In 1936, Turing published a paper conceiving of a "universal Turing machine".
Having told people he was trying to "build a brain", his theory was the first to consider feeding programmes into a machine as data, allowing a single machine to perform the functions of many -- just like today's computers.
The first version of Turing's Automatic Computing Engine (ACE) was completed by other scientists and engineers in 1950, then the fastest machine in the world.
"Inventing the computer is such a huge contribution it sounds strange to talk about there being an even greater contribution to that.
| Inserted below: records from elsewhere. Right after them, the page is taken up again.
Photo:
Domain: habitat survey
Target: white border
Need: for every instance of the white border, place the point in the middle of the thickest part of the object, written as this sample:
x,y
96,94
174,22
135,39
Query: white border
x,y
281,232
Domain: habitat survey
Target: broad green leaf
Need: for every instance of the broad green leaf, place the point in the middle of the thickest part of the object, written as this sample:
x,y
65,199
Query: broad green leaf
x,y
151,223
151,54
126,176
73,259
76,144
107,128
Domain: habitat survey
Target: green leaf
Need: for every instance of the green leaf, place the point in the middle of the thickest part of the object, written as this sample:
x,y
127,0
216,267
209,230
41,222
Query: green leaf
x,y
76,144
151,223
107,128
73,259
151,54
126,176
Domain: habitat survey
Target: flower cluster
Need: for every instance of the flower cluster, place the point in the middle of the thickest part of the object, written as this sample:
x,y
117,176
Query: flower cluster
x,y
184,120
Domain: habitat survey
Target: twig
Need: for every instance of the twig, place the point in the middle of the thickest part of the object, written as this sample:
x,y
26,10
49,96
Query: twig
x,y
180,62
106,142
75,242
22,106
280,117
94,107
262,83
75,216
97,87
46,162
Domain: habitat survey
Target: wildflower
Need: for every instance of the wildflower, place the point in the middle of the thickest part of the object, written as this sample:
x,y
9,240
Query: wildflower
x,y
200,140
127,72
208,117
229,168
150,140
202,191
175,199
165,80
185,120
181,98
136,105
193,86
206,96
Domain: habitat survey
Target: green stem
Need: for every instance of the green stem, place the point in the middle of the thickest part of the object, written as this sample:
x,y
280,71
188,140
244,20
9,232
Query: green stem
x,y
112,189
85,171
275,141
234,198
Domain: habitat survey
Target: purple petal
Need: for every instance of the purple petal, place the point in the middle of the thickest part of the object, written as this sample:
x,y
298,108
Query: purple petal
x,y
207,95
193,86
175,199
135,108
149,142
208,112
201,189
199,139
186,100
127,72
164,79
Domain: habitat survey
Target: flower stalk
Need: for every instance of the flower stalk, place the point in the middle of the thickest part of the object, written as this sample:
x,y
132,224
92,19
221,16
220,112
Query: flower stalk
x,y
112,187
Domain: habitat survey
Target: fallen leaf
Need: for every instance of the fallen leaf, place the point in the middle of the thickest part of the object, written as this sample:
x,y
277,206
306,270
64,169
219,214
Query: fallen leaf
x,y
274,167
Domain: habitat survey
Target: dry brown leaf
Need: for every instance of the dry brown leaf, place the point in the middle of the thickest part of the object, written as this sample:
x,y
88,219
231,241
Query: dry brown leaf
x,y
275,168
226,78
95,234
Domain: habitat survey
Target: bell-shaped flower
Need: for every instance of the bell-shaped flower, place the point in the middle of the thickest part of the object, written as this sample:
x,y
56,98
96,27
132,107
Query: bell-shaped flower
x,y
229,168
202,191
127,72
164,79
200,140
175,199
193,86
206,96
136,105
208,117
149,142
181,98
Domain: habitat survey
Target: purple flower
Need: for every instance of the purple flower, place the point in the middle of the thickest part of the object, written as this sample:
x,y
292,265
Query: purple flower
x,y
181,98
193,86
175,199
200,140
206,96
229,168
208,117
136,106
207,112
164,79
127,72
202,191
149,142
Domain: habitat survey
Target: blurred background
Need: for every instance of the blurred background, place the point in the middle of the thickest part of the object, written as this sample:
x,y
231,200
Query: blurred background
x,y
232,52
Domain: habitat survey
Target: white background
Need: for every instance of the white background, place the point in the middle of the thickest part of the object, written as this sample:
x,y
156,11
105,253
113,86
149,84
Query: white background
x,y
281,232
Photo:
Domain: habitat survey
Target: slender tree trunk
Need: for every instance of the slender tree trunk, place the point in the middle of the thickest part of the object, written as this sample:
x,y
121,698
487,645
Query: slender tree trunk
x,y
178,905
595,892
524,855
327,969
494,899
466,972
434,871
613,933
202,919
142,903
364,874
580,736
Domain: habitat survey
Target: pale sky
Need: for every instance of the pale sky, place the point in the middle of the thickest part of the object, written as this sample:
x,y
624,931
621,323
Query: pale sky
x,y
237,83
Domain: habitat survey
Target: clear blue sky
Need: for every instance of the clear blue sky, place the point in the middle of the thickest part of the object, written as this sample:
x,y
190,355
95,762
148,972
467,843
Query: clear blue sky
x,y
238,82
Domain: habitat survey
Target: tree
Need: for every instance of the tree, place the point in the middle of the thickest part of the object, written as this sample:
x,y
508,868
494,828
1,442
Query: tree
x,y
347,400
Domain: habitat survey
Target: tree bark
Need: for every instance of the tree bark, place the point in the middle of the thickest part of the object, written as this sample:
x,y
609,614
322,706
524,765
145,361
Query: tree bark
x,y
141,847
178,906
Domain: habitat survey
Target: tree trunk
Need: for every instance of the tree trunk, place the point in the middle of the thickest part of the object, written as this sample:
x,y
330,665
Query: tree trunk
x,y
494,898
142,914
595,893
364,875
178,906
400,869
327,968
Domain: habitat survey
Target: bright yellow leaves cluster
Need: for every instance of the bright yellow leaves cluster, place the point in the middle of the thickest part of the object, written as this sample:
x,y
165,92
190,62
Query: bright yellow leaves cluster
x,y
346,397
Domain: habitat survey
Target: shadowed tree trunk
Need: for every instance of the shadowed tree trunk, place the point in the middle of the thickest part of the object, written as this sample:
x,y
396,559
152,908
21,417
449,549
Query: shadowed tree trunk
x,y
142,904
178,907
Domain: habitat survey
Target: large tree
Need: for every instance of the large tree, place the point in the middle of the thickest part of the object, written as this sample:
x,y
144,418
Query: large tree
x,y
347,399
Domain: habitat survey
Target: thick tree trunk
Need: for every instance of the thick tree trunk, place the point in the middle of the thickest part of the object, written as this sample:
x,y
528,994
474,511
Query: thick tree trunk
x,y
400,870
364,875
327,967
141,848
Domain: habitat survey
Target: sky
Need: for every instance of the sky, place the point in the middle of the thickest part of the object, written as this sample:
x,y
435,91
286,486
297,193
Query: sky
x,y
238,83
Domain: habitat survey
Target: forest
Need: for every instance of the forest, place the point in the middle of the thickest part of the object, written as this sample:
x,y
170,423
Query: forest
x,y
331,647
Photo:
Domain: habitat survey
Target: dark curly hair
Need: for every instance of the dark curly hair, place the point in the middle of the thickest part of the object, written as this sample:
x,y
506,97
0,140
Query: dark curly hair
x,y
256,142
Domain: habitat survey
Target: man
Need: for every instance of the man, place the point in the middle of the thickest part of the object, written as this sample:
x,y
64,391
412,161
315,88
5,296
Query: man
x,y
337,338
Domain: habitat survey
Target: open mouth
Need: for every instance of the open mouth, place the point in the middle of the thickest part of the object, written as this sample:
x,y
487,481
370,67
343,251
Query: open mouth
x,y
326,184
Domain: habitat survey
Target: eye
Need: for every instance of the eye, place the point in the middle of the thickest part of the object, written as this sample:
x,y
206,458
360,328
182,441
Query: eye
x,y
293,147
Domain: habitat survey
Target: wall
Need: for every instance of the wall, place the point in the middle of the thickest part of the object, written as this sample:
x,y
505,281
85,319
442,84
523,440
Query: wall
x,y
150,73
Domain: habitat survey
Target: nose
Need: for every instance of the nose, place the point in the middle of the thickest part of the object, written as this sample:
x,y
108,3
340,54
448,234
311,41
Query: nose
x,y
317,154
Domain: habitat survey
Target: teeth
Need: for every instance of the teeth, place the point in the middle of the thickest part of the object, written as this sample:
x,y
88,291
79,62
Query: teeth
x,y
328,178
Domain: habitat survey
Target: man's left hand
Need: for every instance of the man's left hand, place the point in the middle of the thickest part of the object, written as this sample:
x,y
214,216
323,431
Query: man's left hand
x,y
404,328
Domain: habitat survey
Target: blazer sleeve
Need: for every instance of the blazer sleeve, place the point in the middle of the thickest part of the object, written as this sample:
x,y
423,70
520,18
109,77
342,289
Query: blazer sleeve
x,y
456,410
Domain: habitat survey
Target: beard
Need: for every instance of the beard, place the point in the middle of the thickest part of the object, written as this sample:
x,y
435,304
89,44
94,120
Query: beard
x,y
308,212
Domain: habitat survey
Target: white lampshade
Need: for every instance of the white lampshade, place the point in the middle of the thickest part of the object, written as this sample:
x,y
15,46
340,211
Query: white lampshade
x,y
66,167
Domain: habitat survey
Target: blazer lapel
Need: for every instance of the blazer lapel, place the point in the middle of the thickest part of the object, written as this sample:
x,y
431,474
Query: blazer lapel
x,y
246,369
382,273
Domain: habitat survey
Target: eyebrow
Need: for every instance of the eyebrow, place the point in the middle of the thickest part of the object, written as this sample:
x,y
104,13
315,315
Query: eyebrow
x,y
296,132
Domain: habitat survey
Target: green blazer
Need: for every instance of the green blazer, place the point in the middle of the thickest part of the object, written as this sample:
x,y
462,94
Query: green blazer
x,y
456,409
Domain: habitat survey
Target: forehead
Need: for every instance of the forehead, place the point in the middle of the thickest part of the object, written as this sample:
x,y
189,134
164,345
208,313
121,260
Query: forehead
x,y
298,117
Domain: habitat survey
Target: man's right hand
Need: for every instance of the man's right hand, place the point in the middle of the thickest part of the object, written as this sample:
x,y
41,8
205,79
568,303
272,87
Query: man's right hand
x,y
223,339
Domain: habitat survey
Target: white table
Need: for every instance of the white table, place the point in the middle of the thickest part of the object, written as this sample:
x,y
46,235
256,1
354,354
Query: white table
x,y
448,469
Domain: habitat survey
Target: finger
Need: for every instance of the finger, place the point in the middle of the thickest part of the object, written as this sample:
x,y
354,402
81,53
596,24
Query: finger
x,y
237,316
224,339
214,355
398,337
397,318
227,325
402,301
But I suppose his code-breaking contribution at Bletchley Park in terms of its impact on the world is even greater," said mathematical logician Jack Copeland.
Bletchley Park, northwest of London, housed the British decoding effort during World War II.
In work that remained secret until long after the war, Turing is credited with breaking the Enigma (pictured below) code used to encrypt communications between German U-boats operating in the North Atlantic, sinking merchant ships bringing much-needed supplies to the island nation.
Some historians have estimated that without this breakthrough, a war claiming millions of lives every year might have been prolonged.
In another incarnation, Turing developed a measure of artificial intelligence that is still applied today -- the so-called Turing Test which states that a machine would be truly intelligent if a human could not differentiate between its response to a question and that of another human.
Towards the end of his life, he published research on how organisms develop certain patterns, like stripes on a zebra or spots on a cow -- his most cited paper.